とっくに3万pv越えてました、これからもよろしくお願いします。

「おはよう!セン」

「……おはよう」


 朝の日課を終えて食堂へ顔を出そうとすると、いつになく元気なティキアと入口の手前で出くわす。目は醒めきっているとはいえ、朝一からこのテンションの高さは圧される。

 

 そんな彼は見るからにご機嫌で、剣を腰に携え、鎧や籠手などの防具も各部へ取り付け、既に支度が済んでいる。

 ここ毎日の流れから鑑みると珍しい光景。いつもは部屋着のままカウンターで帳簿付けや、武具の手入れをしていて、そこへ俺が合流から朝食を取るのがパターン。

 

「いい事でもあった?」

「ああ、今日は帰ってきたらご褒美が待ってるからな」

「それは、朝から精が出るわけだ」


 楽しみが後に控えていると、自然と元気が湧いてくる。

 俺の場合は新型銃が入荷される日に、早く試射や分解をしたいと、ワクワクしながら過ごした記憶がいくつかある。

 ご褒美が何なのか気にはなるが、もう出掛けようとしていたし、足止めするのも悪い。


「じゃあ、俺は食堂に行くよ。
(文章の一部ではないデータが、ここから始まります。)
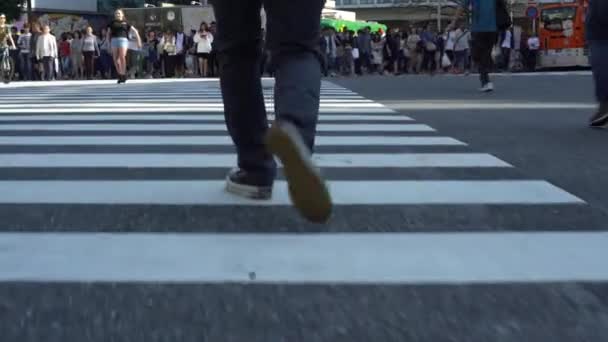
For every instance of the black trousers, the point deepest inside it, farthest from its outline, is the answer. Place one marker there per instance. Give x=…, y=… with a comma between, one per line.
x=292, y=38
x=483, y=43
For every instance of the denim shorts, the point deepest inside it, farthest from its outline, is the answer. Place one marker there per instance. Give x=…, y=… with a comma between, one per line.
x=120, y=43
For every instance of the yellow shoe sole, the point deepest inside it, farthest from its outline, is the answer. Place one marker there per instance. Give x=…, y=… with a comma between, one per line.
x=307, y=190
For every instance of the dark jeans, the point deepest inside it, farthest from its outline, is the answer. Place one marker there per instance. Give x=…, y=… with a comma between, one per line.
x=428, y=61
x=48, y=65
x=506, y=58
x=89, y=64
x=483, y=42
x=599, y=56
x=25, y=65
x=292, y=39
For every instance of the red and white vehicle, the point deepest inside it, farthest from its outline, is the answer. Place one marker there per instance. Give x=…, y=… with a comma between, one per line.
x=562, y=33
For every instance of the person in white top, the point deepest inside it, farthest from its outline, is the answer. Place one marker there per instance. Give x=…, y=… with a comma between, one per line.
x=203, y=40
x=90, y=50
x=506, y=47
x=461, y=48
x=412, y=44
x=133, y=56
x=533, y=46
x=450, y=39
x=25, y=54
x=46, y=51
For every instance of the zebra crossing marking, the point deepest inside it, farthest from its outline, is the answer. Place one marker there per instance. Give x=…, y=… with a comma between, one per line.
x=188, y=192
x=345, y=127
x=186, y=117
x=389, y=258
x=149, y=160
x=218, y=140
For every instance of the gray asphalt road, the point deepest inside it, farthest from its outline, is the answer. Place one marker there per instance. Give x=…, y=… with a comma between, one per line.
x=439, y=184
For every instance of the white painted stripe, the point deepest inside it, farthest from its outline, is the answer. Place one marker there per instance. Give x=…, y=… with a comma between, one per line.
x=162, y=100
x=459, y=105
x=176, y=117
x=220, y=140
x=208, y=127
x=169, y=109
x=373, y=258
x=156, y=98
x=157, y=82
x=218, y=105
x=148, y=160
x=343, y=193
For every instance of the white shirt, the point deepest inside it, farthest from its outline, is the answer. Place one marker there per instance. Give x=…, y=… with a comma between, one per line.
x=462, y=40
x=203, y=44
x=507, y=42
x=46, y=46
x=24, y=42
x=179, y=45
x=450, y=39
x=533, y=43
x=133, y=42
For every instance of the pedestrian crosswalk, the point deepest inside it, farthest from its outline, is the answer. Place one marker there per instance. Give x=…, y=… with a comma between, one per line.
x=101, y=183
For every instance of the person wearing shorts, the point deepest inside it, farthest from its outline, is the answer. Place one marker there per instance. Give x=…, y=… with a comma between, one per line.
x=118, y=34
x=203, y=40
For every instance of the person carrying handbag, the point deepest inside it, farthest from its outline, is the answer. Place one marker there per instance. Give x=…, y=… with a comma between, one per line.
x=488, y=18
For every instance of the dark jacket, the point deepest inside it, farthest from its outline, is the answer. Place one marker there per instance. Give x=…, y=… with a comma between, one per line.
x=597, y=24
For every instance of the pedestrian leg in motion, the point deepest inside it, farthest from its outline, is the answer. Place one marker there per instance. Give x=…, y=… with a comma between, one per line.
x=293, y=29
x=597, y=35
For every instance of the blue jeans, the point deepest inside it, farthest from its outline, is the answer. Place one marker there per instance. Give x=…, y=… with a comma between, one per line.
x=599, y=63
x=292, y=38
x=25, y=65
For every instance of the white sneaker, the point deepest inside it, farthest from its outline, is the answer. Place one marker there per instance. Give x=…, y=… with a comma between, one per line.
x=487, y=88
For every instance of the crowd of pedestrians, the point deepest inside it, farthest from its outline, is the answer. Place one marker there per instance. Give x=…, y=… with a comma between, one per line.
x=420, y=49
x=41, y=55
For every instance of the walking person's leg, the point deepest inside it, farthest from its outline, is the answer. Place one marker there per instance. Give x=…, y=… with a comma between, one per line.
x=598, y=58
x=482, y=55
x=239, y=50
x=293, y=34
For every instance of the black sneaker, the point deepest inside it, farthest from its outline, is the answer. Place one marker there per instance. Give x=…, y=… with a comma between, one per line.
x=241, y=183
x=307, y=189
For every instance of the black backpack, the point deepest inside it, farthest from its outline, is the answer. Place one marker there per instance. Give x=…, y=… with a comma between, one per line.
x=503, y=19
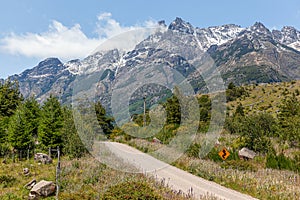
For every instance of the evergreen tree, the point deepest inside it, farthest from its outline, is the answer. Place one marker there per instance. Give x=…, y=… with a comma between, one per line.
x=32, y=116
x=239, y=110
x=105, y=122
x=173, y=110
x=10, y=98
x=73, y=145
x=51, y=124
x=19, y=136
x=289, y=120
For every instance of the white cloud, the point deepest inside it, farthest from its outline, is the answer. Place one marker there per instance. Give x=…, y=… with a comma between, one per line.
x=65, y=42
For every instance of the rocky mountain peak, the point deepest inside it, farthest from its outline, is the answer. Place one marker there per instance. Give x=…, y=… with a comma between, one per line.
x=49, y=62
x=182, y=26
x=287, y=35
x=259, y=28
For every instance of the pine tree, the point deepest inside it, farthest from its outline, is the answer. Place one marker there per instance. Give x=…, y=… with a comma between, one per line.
x=73, y=146
x=105, y=122
x=51, y=124
x=10, y=98
x=32, y=116
x=19, y=136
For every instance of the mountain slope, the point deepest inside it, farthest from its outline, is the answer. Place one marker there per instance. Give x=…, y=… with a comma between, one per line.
x=242, y=55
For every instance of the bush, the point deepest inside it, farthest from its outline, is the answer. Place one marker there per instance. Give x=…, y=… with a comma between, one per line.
x=282, y=162
x=193, y=150
x=7, y=180
x=131, y=190
x=239, y=165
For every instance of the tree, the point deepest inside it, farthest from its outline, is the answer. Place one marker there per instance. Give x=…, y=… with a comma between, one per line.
x=32, y=116
x=239, y=110
x=19, y=136
x=105, y=122
x=289, y=120
x=10, y=98
x=51, y=124
x=173, y=110
x=73, y=145
x=205, y=107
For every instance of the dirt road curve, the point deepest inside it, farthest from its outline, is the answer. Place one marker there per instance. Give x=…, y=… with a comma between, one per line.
x=176, y=178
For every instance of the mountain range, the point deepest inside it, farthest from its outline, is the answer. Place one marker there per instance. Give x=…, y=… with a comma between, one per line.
x=241, y=55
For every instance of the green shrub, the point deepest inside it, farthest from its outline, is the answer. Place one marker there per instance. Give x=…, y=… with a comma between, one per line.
x=7, y=180
x=131, y=190
x=193, y=150
x=239, y=165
気をつけて」

「ありがとよ。それと、センも夜を楽しみにしてな」

「え?それって…」


 一瞬、思考が固まり話を聞こうとした時にはもう、バタンとドアが閉まって外へ去っていた。

 追いかけようにも身なりを整えないまま行っては迷惑がかかる。それに、ティキアが何処へ向かうのか定かではない。

 

 発言からして俺にも関係あるらしいけど、それも今日知ったばかりでさっぱり。

 どうしたものか……そうだ、彼以外で事情を把握していそうな人がいるじゃないか。

 その人に聞いてみよう。




「ご褒美ですか~」

「はい。知ってますか」


 お盆を持ち、朝食の配膳をしに来たリームさんに、先の件について心当たりがあるか問うている。 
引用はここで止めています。